Friday 4/25/03 Notes
Notetakers: Kuang Chen and Michelle Moravan

*** Main Point ***
Semaphores can be used for the two distinct purposes of mutual exclusion (binary) and scheduling (counting). This results in much confusion.
******************

What is the relationship between scheduling and mutual exclusion?

The difference between synchronization for mutual exclusion and that for 
scheduling is that mutual exclusion allows only one thread to access a shared 
resource at a time, whereas scheduling controls progress by starting and stopping other processes.
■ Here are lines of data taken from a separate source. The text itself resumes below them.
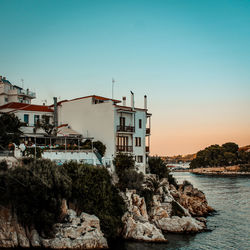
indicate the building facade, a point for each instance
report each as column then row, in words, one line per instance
column 121, row 128
column 13, row 93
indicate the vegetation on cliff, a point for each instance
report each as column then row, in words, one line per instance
column 9, row 130
column 35, row 191
column 226, row 155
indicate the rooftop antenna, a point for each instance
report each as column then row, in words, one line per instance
column 22, row 81
column 113, row 81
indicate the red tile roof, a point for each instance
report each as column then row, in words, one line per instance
column 25, row 106
column 90, row 96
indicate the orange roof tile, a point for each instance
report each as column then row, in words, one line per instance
column 25, row 106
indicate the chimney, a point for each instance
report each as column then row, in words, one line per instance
column 124, row 100
column 145, row 102
column 132, row 100
column 55, row 112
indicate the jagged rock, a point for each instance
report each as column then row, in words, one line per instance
column 12, row 234
column 194, row 200
column 77, row 232
column 136, row 223
column 35, row 239
column 180, row 225
column 81, row 232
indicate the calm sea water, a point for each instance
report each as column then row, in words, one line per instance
column 230, row 226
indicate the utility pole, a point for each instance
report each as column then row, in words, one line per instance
column 113, row 81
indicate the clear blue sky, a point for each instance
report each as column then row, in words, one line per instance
column 192, row 59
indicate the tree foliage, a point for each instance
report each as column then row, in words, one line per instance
column 36, row 189
column 93, row 192
column 158, row 167
column 101, row 148
column 9, row 129
column 128, row 176
column 45, row 124
column 35, row 192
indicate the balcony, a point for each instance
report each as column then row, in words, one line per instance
column 122, row 148
column 27, row 93
column 129, row 129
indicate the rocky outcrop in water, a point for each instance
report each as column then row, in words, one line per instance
column 75, row 232
column 192, row 199
column 166, row 214
column 170, row 216
column 136, row 220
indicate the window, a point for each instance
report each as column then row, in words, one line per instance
column 122, row 121
column 36, row 119
column 139, row 158
column 26, row 118
column 138, row 141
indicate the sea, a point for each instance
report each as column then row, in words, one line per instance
column 229, row 227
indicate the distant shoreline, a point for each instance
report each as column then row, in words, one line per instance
column 217, row 171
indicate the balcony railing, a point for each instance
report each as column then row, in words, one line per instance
column 125, row 129
column 27, row 92
column 122, row 148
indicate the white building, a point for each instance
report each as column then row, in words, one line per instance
column 12, row 93
column 120, row 127
column 28, row 113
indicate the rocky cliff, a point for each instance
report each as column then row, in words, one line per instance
column 174, row 210
column 75, row 232
column 171, row 210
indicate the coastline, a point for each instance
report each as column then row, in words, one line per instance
column 217, row 171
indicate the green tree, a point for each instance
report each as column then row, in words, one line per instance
column 158, row 167
column 9, row 130
column 230, row 147
column 128, row 176
column 45, row 124
column 101, row 148
column 93, row 193
column 35, row 192
column 123, row 162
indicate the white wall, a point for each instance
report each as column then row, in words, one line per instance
column 79, row 156
column 20, row 115
column 140, row 132
column 90, row 120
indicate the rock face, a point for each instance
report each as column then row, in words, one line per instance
column 136, row 223
column 192, row 199
column 74, row 232
column 12, row 234
column 177, row 224
column 81, row 232
column 170, row 216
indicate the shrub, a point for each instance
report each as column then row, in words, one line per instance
column 177, row 210
column 93, row 192
column 130, row 179
column 101, row 148
column 3, row 166
column 32, row 152
column 35, row 192
column 123, row 162
column 157, row 166
column 245, row 168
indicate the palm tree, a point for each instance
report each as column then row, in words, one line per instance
column 154, row 184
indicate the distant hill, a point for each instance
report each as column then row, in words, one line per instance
column 245, row 148
column 190, row 157
column 178, row 158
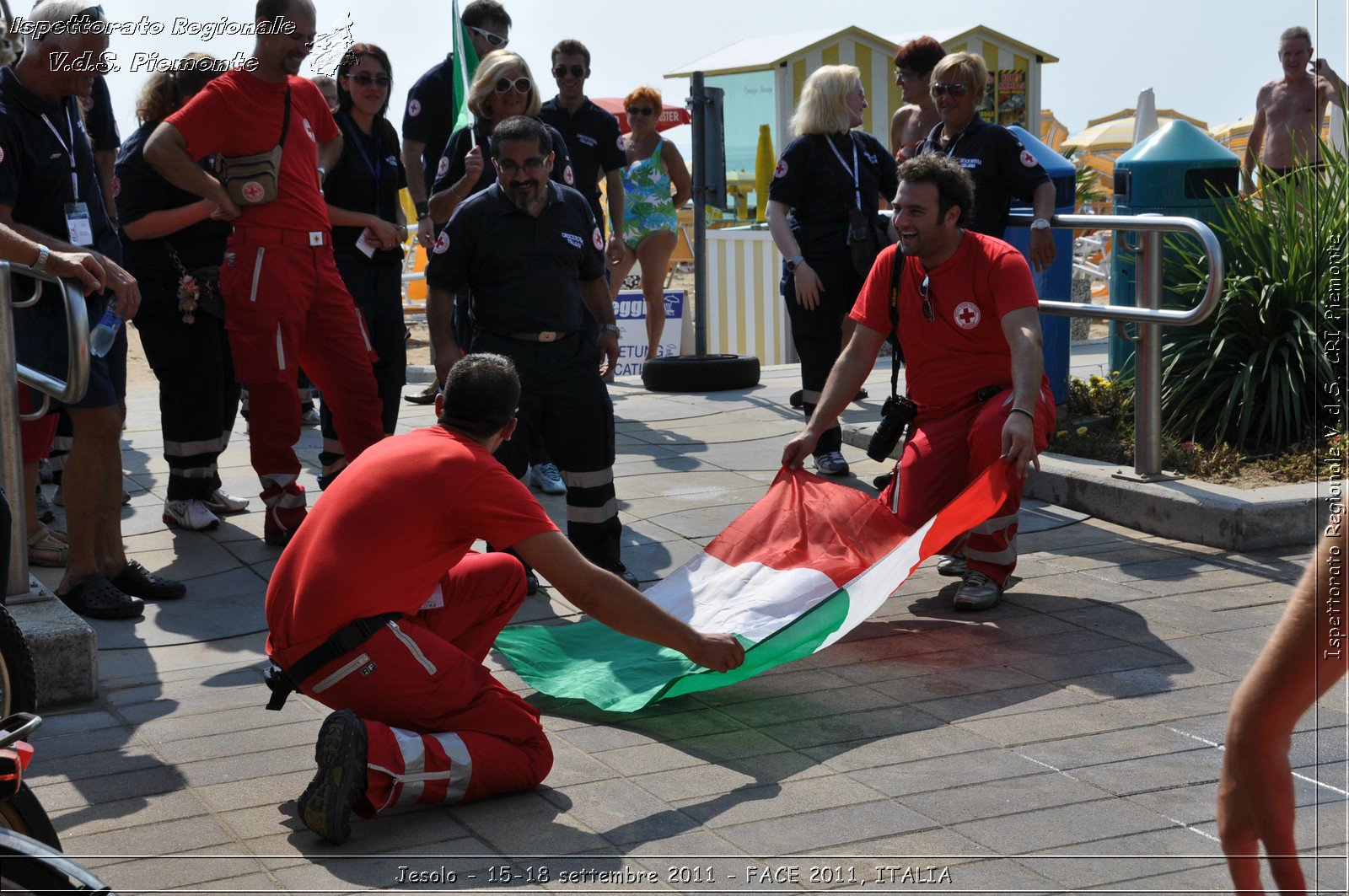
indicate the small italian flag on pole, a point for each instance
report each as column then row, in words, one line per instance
column 793, row 575
column 465, row 64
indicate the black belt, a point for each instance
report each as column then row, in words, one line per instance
column 546, row 336
column 285, row 682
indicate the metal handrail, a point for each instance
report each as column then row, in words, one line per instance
column 1148, row 314
column 67, row 390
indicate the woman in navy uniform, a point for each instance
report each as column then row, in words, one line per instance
column 826, row 177
column 166, row 236
column 368, row 229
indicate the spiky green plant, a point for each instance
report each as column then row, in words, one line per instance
column 1254, row 374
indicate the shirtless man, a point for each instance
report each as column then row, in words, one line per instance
column 912, row 121
column 1292, row 110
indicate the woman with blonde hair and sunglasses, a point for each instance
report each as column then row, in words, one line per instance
column 656, row 182
column 830, row 177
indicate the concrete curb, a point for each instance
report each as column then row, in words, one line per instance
column 1191, row 510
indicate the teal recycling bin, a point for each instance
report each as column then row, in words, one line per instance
column 1178, row 170
column 1056, row 282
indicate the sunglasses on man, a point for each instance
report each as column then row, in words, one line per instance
column 494, row 40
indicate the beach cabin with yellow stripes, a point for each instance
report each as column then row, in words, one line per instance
column 762, row 78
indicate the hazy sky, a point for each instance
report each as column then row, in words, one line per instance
column 1202, row 57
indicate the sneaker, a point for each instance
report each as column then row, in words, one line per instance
column 341, row 781
column 546, row 478
column 222, row 503
column 191, row 514
column 831, row 464
column 977, row 593
column 45, row 512
column 953, row 564
column 625, row 574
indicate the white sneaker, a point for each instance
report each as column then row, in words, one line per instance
column 222, row 503
column 546, row 480
column 191, row 514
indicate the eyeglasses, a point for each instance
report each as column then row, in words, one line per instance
column 530, row 166
column 366, row 78
column 492, row 40
column 957, row 91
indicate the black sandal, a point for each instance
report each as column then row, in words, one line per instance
column 98, row 598
column 139, row 582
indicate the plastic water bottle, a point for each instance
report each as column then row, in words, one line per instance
column 101, row 336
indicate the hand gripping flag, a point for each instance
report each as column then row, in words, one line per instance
column 793, row 575
column 465, row 65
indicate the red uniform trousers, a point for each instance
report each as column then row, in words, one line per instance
column 944, row 453
column 288, row 308
column 440, row 727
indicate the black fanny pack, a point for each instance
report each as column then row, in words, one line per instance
column 287, row 682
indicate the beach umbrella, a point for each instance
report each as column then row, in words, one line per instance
column 671, row 115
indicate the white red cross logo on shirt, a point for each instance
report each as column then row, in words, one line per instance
column 968, row 314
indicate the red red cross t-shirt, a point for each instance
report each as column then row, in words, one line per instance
column 239, row 114
column 962, row 348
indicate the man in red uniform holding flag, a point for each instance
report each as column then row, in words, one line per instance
column 389, row 624
column 970, row 330
column 287, row 305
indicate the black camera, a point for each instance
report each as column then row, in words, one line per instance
column 896, row 416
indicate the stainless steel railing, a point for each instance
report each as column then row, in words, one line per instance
column 67, row 390
column 1148, row 314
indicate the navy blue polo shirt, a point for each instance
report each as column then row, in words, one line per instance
column 1002, row 169
column 524, row 271
column 449, row 169
column 429, row 115
column 594, row 142
column 35, row 165
column 145, row 190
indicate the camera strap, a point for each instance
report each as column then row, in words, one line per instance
column 896, row 352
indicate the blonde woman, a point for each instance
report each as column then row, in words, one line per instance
column 656, row 184
column 826, row 177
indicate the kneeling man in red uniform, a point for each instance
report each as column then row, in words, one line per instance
column 379, row 610
column 968, row 320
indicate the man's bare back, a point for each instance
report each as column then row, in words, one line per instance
column 1290, row 110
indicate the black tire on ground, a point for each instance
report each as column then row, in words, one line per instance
column 701, row 374
column 18, row 679
column 24, row 814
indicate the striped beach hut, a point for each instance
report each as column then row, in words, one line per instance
column 762, row 78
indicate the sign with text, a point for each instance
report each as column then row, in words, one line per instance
column 631, row 312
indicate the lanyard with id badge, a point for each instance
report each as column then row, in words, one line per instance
column 78, row 223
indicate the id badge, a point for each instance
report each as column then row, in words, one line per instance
column 368, row 243
column 78, row 224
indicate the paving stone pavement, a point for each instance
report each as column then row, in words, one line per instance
column 1067, row 740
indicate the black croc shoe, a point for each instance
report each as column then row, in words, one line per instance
column 341, row 781
column 99, row 598
column 139, row 582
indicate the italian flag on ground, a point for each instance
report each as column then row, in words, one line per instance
column 793, row 575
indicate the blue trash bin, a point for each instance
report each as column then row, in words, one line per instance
column 1056, row 282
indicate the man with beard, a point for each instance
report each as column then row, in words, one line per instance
column 287, row 304
column 529, row 251
column 968, row 319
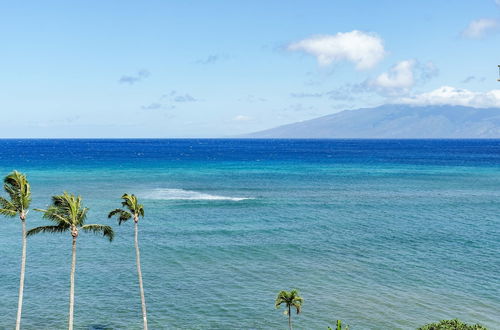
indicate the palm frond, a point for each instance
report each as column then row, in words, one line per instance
column 18, row 188
column 106, row 231
column 7, row 208
column 291, row 299
column 52, row 214
column 47, row 229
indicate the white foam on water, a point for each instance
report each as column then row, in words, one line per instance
column 181, row 194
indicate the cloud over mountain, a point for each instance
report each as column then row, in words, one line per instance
column 364, row 50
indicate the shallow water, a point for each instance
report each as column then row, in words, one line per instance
column 380, row 234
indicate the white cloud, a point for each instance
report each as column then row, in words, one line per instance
column 447, row 95
column 242, row 118
column 365, row 50
column 400, row 76
column 480, row 28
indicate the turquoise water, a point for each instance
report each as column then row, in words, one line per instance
column 380, row 234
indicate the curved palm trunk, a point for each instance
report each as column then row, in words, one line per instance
column 289, row 318
column 21, row 280
column 139, row 274
column 72, row 286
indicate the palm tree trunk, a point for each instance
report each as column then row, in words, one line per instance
column 289, row 318
column 72, row 286
column 139, row 274
column 21, row 280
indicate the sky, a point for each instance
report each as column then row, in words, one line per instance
column 162, row 69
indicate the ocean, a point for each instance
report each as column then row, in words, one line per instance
column 382, row 234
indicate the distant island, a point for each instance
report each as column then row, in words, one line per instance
column 395, row 121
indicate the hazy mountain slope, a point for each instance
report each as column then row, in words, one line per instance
column 395, row 121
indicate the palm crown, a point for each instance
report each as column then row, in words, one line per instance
column 68, row 214
column 17, row 187
column 290, row 299
column 131, row 203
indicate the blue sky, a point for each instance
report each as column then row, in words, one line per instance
column 223, row 68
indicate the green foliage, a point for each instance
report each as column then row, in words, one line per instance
column 451, row 325
column 18, row 188
column 338, row 326
column 68, row 214
column 290, row 299
column 130, row 203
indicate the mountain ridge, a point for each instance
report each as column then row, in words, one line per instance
column 397, row 121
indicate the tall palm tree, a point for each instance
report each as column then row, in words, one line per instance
column 68, row 214
column 18, row 188
column 133, row 210
column 290, row 299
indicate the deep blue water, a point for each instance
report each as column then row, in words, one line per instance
column 383, row 234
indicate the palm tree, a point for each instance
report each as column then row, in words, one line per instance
column 18, row 188
column 133, row 210
column 68, row 214
column 290, row 299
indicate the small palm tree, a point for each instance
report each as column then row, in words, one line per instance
column 18, row 188
column 133, row 210
column 290, row 299
column 68, row 214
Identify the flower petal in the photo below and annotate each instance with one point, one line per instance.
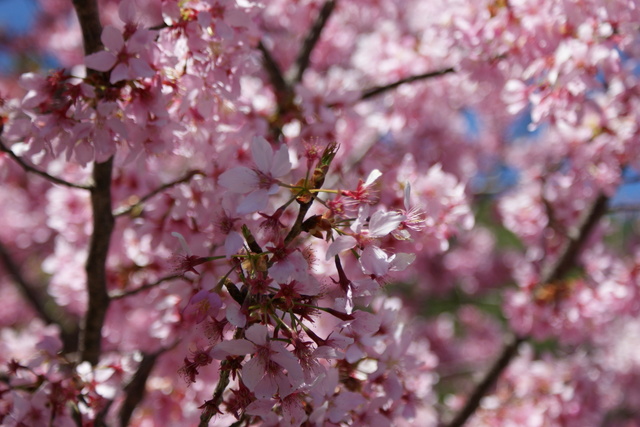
(383, 223)
(112, 39)
(239, 180)
(100, 61)
(341, 243)
(262, 154)
(281, 163)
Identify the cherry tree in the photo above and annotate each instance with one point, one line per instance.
(320, 212)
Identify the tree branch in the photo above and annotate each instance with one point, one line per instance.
(127, 209)
(377, 90)
(556, 272)
(304, 56)
(91, 332)
(284, 93)
(47, 309)
(31, 169)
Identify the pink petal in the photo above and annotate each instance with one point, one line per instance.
(262, 154)
(254, 202)
(101, 61)
(383, 223)
(112, 39)
(341, 243)
(232, 244)
(375, 261)
(281, 164)
(257, 334)
(140, 68)
(252, 372)
(239, 180)
(234, 347)
(121, 72)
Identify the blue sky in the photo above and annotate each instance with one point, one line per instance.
(16, 15)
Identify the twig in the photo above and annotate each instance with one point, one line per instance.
(103, 222)
(147, 286)
(91, 331)
(625, 208)
(557, 271)
(127, 209)
(31, 169)
(302, 61)
(377, 90)
(48, 310)
(283, 91)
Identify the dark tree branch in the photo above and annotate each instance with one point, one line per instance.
(31, 169)
(89, 17)
(483, 387)
(557, 271)
(127, 209)
(103, 221)
(304, 56)
(41, 302)
(284, 93)
(377, 90)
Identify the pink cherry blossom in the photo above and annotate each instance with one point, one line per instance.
(261, 181)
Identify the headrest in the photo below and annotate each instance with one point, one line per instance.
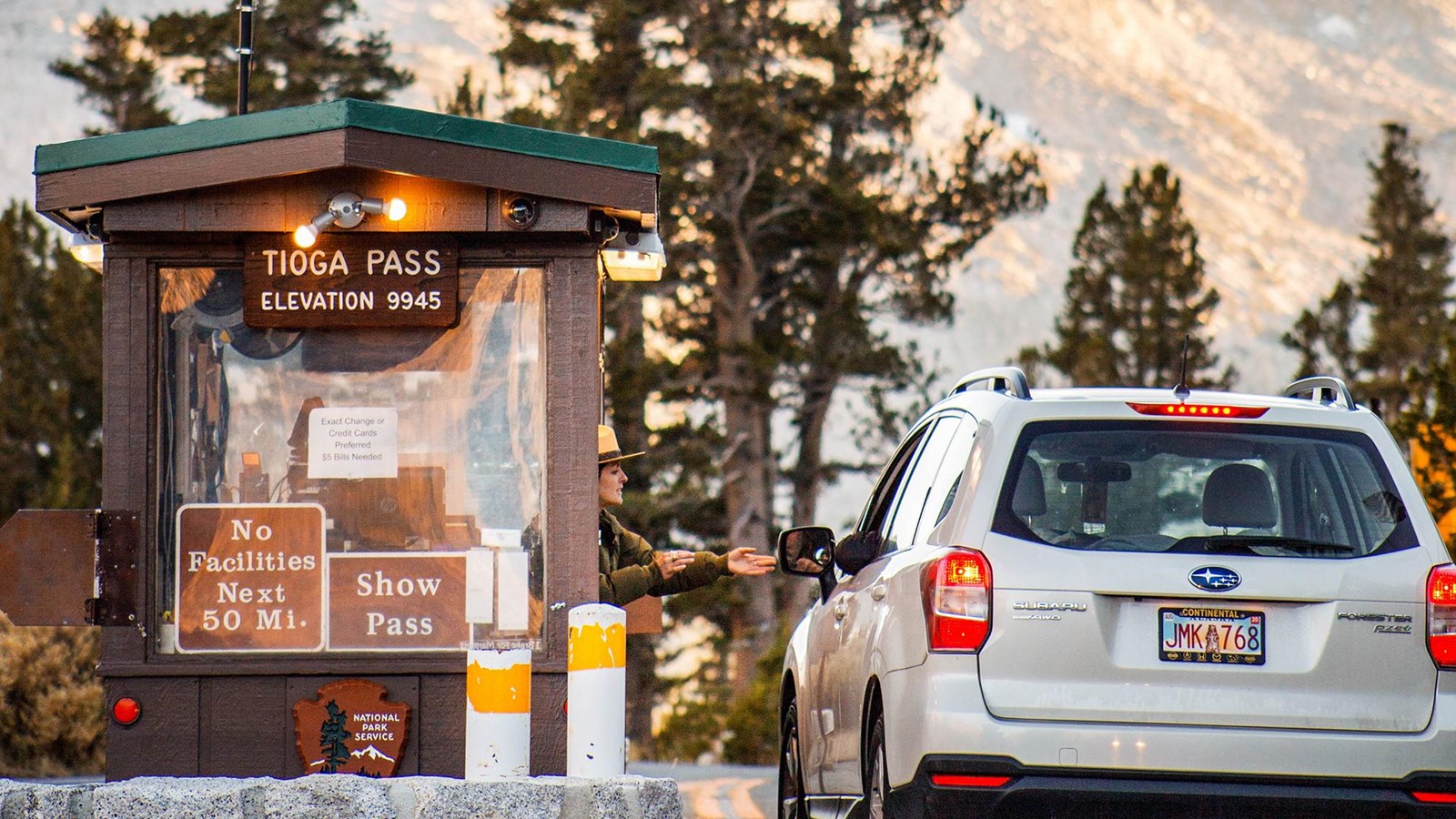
(1239, 496)
(1031, 493)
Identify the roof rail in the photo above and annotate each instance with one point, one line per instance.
(1324, 389)
(997, 379)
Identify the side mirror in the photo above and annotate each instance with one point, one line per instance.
(859, 550)
(807, 550)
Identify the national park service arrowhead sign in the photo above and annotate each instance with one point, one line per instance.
(349, 729)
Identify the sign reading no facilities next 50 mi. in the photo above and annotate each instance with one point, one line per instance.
(249, 577)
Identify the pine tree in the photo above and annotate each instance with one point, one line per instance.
(1322, 337)
(116, 76)
(466, 101)
(1405, 281)
(332, 736)
(1404, 292)
(1136, 293)
(794, 223)
(50, 457)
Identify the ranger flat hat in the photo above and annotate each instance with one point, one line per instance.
(608, 448)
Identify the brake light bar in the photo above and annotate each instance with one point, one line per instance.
(1441, 615)
(958, 601)
(1198, 410)
(967, 782)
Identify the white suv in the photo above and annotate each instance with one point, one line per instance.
(1127, 602)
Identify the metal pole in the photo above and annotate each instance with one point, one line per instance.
(245, 50)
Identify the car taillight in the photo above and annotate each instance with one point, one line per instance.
(1198, 410)
(967, 782)
(1441, 615)
(958, 601)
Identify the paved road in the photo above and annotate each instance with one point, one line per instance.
(718, 792)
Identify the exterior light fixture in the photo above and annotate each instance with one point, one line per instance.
(347, 210)
(87, 249)
(633, 256)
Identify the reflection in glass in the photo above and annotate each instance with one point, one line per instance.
(248, 416)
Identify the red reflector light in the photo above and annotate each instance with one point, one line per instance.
(966, 782)
(126, 710)
(1441, 615)
(957, 601)
(1198, 410)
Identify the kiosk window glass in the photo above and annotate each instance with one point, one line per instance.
(353, 489)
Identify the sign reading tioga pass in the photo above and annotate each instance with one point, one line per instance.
(351, 280)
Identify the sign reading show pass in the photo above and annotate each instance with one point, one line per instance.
(354, 442)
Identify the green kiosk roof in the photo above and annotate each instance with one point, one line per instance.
(344, 114)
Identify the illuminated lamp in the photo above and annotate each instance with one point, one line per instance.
(347, 210)
(126, 712)
(633, 257)
(1178, 410)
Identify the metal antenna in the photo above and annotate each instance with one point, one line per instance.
(245, 50)
(1181, 390)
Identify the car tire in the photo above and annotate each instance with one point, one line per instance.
(877, 775)
(791, 767)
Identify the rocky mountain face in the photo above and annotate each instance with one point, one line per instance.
(1267, 109)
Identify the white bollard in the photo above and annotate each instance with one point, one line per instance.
(499, 714)
(596, 691)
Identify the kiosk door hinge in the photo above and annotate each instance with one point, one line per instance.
(69, 567)
(116, 537)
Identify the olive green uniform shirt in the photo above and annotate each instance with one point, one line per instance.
(628, 570)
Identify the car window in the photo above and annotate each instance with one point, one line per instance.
(1213, 489)
(946, 480)
(900, 526)
(883, 500)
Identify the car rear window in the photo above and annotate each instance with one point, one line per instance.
(1208, 489)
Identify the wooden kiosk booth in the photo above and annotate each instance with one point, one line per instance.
(351, 388)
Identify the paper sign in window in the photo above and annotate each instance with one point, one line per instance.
(353, 442)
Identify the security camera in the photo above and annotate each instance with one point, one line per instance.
(521, 212)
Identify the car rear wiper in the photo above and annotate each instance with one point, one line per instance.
(1252, 544)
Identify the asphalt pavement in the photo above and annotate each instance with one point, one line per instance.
(718, 792)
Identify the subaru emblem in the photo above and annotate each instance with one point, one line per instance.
(1213, 579)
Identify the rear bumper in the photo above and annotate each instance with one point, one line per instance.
(936, 710)
(1117, 794)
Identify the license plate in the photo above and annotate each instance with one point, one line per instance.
(1205, 634)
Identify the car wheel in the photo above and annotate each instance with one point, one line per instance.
(877, 775)
(791, 768)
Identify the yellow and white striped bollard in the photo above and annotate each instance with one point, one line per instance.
(499, 714)
(596, 691)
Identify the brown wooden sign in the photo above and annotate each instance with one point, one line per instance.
(351, 729)
(249, 577)
(351, 280)
(397, 602)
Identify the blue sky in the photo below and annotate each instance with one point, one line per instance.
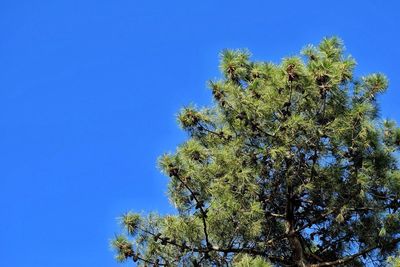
(89, 91)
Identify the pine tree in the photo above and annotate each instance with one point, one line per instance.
(291, 166)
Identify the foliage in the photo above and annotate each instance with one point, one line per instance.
(291, 166)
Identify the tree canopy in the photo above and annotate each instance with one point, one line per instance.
(291, 166)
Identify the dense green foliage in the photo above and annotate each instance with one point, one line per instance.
(292, 166)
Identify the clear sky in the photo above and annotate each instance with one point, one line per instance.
(89, 91)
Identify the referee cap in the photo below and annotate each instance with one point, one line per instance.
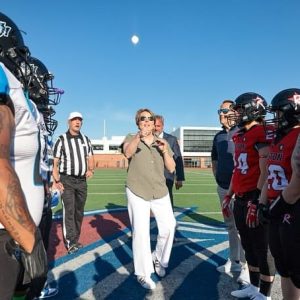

Scheduling is a subset of mutual exclusion.

Any scheduling policy must link the problem requirements and the desired behavior.

Returning to the MAILMAN ANALOGY:

Diagram:
person <--------> [mailbox w/ n slots] <---------> mailman

-- begin --

~ Mailbox Owner Requirements ~
if (box not full)
    deposit letter
else 
    wait until box not full

~ Mailman Requirements ~
again:
if (box not empty)
    grab letters
else
    wait until box not empty
goto again

-- end --

Here we find a link between the mailbox owner and the mail man. While owner produces mail and consumes slots, the mailman produces slots and consumes mail. Thus we see the potential for a *symmetrical* solution!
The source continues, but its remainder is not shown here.